While we are raising standards and demanding accountability for everybody, we, at the same time, are saying that we're going to provide you with the resources and the support for you to hit those higher standards and to be accountable.
On the other hand, you cannot continue to reward non-performance. You've got to give children the option to move to other schools, to other venues, and you have got to let schools know that there's going to be a consequence for failure.
GEORGE W. BUSH, PRESIDENT-ELECT OF THE UNITED STATES: Right. Thank you. That's why you are where you are.
One of the things that we did interesting and that was very effective in Texas is that we encouraged the business community to become involved. I hope that really at the local level that you all continue to remain involved.
On the federal level, we only spend 7 percent of the money. It probably will require about 60 percent of the paperwork, by the way, and that's going to change.
Charles Miller from the great state of Texas really helped form coalitions necessary to not only encourage the state to develop strong accountability, but to hold the line. You see, some folks are going to say testing is too intrusive, other folks will say testing is racist and, by the way, what's racist is not testing. What's racist, really, in my judgment, is just to move kids through, because I understand who suffers when they can't read.
Why don't you share with us how you put together -- the kind of the strategy and what you did, Charles.
CHARLES MILLER: Thank you, Mr. President-elect. It was your focus on education that allowed it and gave us the credibility to do that. We have an old saying in Texas, folks from Texas Rangers, one ride, one ranger.
BUSH: Was I the ride or the ranger?
MILLER: The business community encourages people like me and others of us, and we had a good number of people step up and help and support us, and we have broad business community support.

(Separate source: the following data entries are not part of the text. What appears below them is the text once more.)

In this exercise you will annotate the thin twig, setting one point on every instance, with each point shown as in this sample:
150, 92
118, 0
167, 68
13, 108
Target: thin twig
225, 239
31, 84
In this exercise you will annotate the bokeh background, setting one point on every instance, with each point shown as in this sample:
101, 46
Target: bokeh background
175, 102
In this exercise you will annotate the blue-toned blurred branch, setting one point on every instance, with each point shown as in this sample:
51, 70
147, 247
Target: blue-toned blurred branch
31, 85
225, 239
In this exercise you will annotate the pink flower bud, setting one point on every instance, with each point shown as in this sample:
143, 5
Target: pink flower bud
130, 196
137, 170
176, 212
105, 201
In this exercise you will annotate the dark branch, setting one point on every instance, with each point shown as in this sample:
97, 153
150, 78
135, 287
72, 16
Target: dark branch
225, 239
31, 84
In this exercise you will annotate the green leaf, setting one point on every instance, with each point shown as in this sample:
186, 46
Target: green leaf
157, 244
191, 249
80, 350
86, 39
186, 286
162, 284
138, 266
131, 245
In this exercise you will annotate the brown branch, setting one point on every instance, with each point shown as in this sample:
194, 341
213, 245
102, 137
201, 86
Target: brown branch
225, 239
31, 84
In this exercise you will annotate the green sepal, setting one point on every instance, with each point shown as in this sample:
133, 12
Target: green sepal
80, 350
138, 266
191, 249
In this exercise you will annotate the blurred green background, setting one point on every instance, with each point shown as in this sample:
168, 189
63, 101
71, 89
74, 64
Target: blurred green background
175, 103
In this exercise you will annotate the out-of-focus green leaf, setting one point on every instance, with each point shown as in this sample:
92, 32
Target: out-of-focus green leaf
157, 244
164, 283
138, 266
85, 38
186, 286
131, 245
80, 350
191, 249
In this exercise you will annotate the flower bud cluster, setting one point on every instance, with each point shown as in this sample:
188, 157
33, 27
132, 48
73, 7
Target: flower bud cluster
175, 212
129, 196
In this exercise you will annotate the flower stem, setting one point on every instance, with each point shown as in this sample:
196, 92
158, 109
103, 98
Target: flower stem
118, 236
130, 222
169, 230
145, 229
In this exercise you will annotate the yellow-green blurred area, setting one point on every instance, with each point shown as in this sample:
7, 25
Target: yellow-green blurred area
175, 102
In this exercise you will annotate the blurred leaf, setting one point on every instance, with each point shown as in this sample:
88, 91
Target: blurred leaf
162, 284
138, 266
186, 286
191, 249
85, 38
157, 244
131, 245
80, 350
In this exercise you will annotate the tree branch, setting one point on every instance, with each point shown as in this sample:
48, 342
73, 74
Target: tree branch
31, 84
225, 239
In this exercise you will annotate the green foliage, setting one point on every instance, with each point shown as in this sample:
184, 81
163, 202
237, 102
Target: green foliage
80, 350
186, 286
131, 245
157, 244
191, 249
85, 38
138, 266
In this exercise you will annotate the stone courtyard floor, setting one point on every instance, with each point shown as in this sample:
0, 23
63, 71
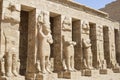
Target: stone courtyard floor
95, 76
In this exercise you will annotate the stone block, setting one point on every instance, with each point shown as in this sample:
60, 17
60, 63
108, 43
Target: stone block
70, 75
60, 74
116, 70
52, 76
103, 71
12, 78
86, 73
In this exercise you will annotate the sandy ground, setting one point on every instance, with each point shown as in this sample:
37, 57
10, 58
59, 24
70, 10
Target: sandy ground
97, 76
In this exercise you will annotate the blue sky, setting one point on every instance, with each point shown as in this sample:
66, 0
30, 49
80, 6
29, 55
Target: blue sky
96, 4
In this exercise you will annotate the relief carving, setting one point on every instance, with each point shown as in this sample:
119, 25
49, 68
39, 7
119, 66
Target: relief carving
68, 52
66, 24
86, 44
11, 13
44, 40
101, 61
9, 62
87, 53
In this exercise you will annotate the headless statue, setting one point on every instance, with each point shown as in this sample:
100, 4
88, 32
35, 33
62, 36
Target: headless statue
87, 53
68, 51
44, 41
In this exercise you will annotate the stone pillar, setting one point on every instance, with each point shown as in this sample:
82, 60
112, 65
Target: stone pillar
87, 61
113, 62
78, 48
100, 49
57, 44
117, 40
32, 51
106, 44
10, 39
93, 37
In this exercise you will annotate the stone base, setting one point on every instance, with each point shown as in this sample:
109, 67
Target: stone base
86, 73
12, 78
69, 75
103, 71
52, 76
117, 70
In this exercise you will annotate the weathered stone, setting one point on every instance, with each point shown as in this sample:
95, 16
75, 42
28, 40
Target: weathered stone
103, 71
52, 39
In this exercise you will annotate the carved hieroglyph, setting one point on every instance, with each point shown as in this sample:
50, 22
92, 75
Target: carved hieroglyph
10, 39
44, 39
113, 61
100, 50
87, 53
68, 44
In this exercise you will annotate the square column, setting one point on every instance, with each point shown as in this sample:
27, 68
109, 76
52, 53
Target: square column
10, 63
76, 35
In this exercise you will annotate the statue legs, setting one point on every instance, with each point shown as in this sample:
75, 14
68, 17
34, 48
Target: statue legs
43, 63
14, 65
68, 63
2, 67
48, 65
72, 63
11, 65
8, 64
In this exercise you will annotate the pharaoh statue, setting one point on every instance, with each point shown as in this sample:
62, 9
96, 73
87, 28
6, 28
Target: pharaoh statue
87, 53
44, 40
101, 61
113, 61
68, 45
68, 52
10, 44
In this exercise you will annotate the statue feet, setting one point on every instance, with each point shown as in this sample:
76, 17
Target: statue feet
15, 73
49, 71
9, 74
44, 71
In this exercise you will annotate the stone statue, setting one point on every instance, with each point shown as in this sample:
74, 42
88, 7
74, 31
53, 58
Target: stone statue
44, 41
66, 24
87, 53
101, 60
68, 52
2, 63
11, 63
10, 39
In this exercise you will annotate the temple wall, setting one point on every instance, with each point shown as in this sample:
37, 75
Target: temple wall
37, 33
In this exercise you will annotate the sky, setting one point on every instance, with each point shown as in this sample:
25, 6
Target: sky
96, 4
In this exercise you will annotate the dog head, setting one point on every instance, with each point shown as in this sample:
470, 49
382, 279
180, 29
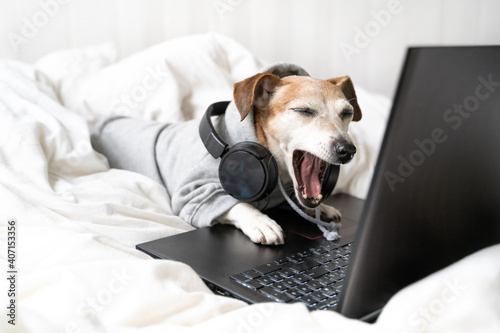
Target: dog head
304, 123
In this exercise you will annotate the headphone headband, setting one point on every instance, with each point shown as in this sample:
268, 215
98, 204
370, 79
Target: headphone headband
215, 145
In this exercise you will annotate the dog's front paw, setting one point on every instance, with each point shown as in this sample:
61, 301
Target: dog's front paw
330, 214
257, 226
263, 230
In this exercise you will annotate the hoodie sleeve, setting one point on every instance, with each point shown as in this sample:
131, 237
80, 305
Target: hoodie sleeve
200, 200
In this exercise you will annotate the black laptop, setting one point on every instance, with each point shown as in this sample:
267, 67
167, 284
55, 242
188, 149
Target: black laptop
434, 199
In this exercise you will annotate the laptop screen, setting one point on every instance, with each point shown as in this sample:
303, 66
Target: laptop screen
435, 194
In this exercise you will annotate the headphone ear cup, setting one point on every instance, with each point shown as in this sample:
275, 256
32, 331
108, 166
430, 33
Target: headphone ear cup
248, 172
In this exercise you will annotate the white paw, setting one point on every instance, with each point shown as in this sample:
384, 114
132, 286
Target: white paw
257, 226
328, 213
263, 230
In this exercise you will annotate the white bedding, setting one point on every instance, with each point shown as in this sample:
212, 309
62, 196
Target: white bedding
78, 221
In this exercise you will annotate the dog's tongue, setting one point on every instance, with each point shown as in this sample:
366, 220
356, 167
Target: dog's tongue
309, 171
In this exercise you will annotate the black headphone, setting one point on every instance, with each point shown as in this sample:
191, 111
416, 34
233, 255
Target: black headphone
248, 171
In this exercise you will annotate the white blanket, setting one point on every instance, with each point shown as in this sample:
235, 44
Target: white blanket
78, 221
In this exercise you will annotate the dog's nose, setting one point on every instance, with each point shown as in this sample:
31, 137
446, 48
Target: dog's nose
345, 151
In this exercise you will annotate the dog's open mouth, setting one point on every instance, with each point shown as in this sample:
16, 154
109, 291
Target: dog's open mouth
309, 172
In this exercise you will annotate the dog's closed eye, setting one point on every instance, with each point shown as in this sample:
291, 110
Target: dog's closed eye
307, 112
346, 113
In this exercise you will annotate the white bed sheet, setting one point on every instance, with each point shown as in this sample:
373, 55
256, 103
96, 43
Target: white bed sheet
79, 221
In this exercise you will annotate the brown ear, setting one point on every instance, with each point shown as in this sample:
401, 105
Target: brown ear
345, 84
256, 90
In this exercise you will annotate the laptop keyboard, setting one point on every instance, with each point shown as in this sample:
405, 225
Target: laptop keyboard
313, 277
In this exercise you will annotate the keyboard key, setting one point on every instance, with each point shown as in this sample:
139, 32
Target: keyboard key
317, 272
294, 293
318, 250
251, 274
318, 295
304, 253
325, 280
240, 278
291, 283
331, 266
281, 261
324, 258
342, 262
252, 284
306, 265
343, 251
276, 295
329, 291
264, 280
330, 246
267, 268
314, 284
286, 272
295, 258
301, 278
308, 300
304, 289
322, 305
336, 275
280, 287
275, 277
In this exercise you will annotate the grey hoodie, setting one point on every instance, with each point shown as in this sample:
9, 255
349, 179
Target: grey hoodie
174, 155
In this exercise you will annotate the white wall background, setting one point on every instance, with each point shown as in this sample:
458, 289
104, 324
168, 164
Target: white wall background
317, 34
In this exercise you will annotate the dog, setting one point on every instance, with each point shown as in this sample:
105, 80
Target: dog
302, 121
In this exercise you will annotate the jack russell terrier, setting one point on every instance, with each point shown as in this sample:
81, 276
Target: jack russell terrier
302, 121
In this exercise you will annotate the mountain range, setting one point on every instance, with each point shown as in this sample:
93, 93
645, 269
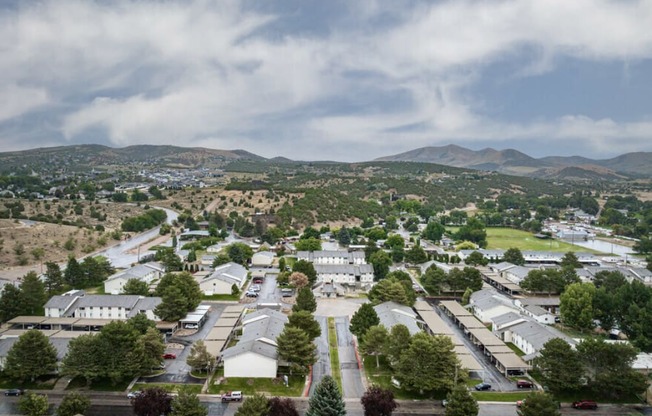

And because the governor said this is my number one priority and stayed with it throughout his time there, and repeatedly did that -- he used the bully pulpit -- we were able to get things going that might not otherwise have been able to do.
And we were focused on it continuously, through the legislative session, at local elections, at the state level. And we were able to create a major reform to get quality to the local level. Accountability and choice was an example that we just discussed in Texas because we have that accountability system that measures results. Urban school districts allow maybe a quarter of their students to have a choice -- charter schools, or moving from one school to the other -- but the two are connected, because accountability allows people to make the move, but also to see what the results are when they make the move.
And that's the private sector helping with the public sector.
LIN: You are listening in on a public forum there that President-elect Bush is holding with business leaders, primarily, around the country on different ideas on how to reform public schools. And so far, the dialogue seems to be focusing on ideas about school choice, creating competition between public schools for the best students as well as creating more flexible plans in terms of when to hold students back and when to advance to the next grade depending on performance. They talk about that as being accountability, both by the student and the teacher for teaching them.